In present study, we used both family-based and population-based methods, which have their own limitations and merits, but can complement each other. Family-based analyses assessed the association through allele transmissions from parent to children, and is robust against population stratification.40 In contrast, population-based test may supply higher power than family-based methods to detect association. However, it may increase the false-positive rate.41 Therefore, the optimal solution is to use both methods in such context. We estimated the power of our study sample by the Program Genetic Power Calculator (http://pngu.mgh.harvard.edu/~purcell/gpc/qtlassoc.html) with a conservative significance level of α=0.001. Assuming that incomplete LD of D=0.9, our sample can reach 90 and 80% power in men and women, respectively, under additive models to detect a QTL responsible for about 4% variation of height.
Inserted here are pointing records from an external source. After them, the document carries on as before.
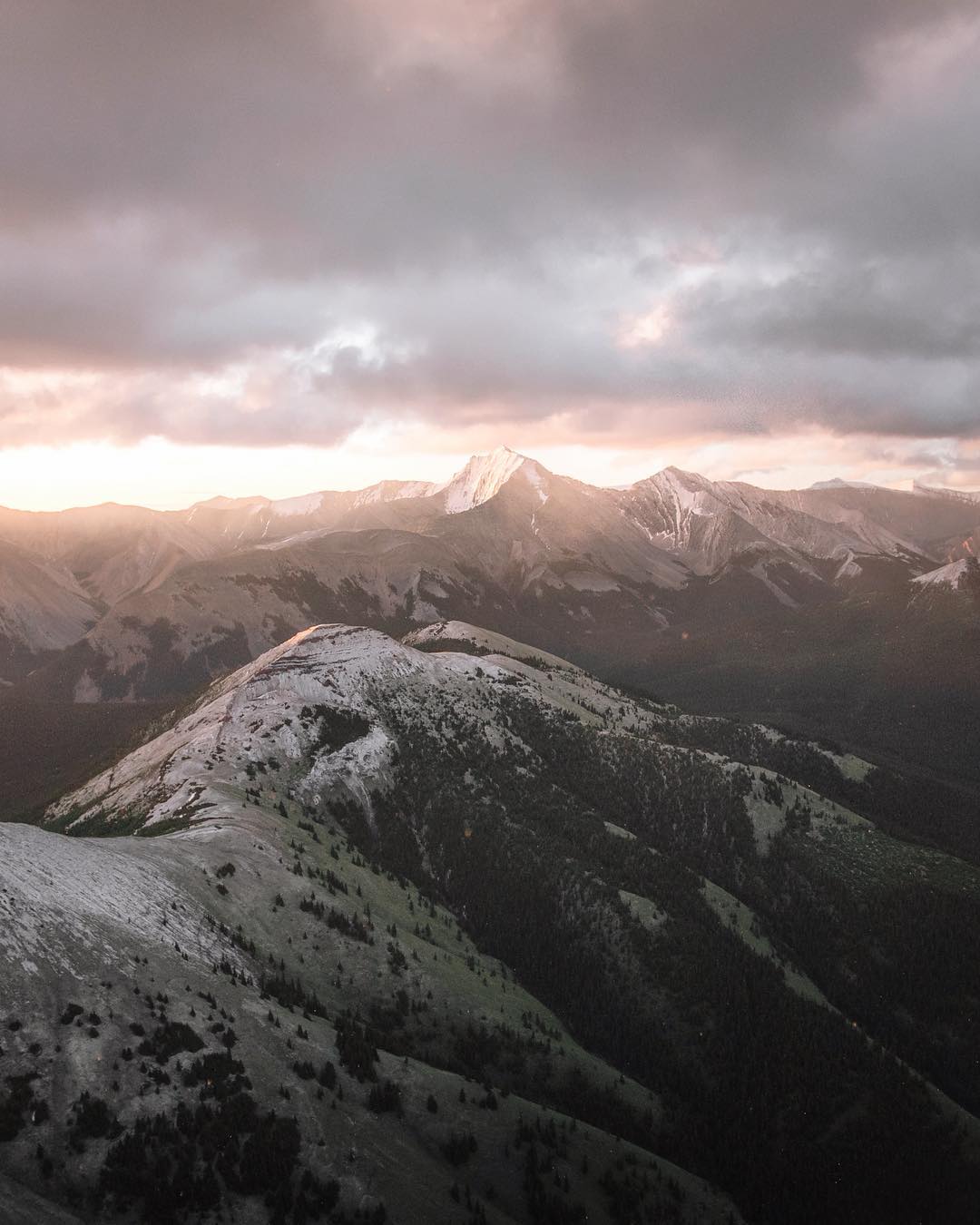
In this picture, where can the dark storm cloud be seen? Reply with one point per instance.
(459, 212)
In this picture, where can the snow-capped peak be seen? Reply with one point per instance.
(839, 483)
(485, 475)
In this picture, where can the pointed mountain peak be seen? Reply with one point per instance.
(484, 476)
(839, 483)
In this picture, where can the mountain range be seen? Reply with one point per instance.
(822, 610)
(152, 601)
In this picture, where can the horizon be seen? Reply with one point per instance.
(445, 476)
(418, 230)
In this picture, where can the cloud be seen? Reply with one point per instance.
(252, 222)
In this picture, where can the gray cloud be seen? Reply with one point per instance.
(387, 210)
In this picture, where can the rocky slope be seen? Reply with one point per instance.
(181, 595)
(591, 938)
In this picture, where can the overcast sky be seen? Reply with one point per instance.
(266, 247)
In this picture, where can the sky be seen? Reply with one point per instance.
(271, 248)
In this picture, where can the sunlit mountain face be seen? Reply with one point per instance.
(489, 612)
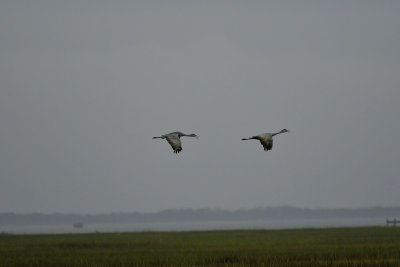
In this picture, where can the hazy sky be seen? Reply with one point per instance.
(85, 85)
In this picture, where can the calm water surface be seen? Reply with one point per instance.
(194, 226)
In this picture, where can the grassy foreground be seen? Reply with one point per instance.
(365, 246)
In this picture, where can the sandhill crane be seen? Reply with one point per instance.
(266, 138)
(174, 140)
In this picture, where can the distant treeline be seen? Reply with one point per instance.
(177, 215)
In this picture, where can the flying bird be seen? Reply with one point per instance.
(174, 140)
(266, 138)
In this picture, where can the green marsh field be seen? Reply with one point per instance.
(364, 246)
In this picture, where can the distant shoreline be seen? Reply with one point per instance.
(193, 215)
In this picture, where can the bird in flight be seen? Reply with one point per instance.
(174, 140)
(266, 139)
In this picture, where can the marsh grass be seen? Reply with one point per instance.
(366, 246)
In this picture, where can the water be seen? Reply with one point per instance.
(194, 226)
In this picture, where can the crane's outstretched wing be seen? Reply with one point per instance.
(175, 142)
(267, 143)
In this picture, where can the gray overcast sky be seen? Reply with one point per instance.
(85, 85)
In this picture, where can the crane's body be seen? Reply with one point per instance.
(266, 139)
(174, 140)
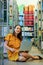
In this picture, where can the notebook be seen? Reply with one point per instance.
(26, 45)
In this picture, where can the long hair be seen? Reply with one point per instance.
(19, 36)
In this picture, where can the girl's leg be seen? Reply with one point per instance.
(21, 59)
(27, 55)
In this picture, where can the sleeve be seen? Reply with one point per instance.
(7, 37)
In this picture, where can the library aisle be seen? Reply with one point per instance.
(34, 51)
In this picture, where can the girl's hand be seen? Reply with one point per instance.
(12, 49)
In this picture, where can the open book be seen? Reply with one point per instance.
(26, 45)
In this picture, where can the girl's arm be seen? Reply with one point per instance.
(9, 48)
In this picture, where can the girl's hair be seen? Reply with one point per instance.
(20, 34)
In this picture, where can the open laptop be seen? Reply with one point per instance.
(26, 45)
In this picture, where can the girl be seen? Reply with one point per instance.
(13, 43)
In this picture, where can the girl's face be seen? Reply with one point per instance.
(17, 29)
Although the sample we used came from a study of osteoporosis, the subjects were recruited randomly, and we only excluded the subjects with bone-related diseases or other diseases influencing bone development. The exclusion criteria are consistent with analysis for height, as abnormal stature is a basic characteristic of many bone disorders. Thus, it is reasonable that we can ignore the sample effect on the analysis of height. Another potential limitation in this study is that some of our adult height data may not represent maximal adult height due to the early loss of height caused by osteopenia, vertebral fractures, loss of intervertebral disc's turgor and elasticity, and kyphosis. Adjusting height by age may only partly overcome the differences between adult heights of younger and older members of the families. However, due to the lack of data in those aspects to adjust the effects of environments, this study represents the best we can do under present conditions.

In summary, we identified the significant effects of two important genes, IGF1 and ESR2, on adult height variation in Caucasians, and first suggested the potential sex-specific effect of ESR2 on women height. However, multiple replication studies are needed to confirm our results and identify the most possible functional variants for molecular studies.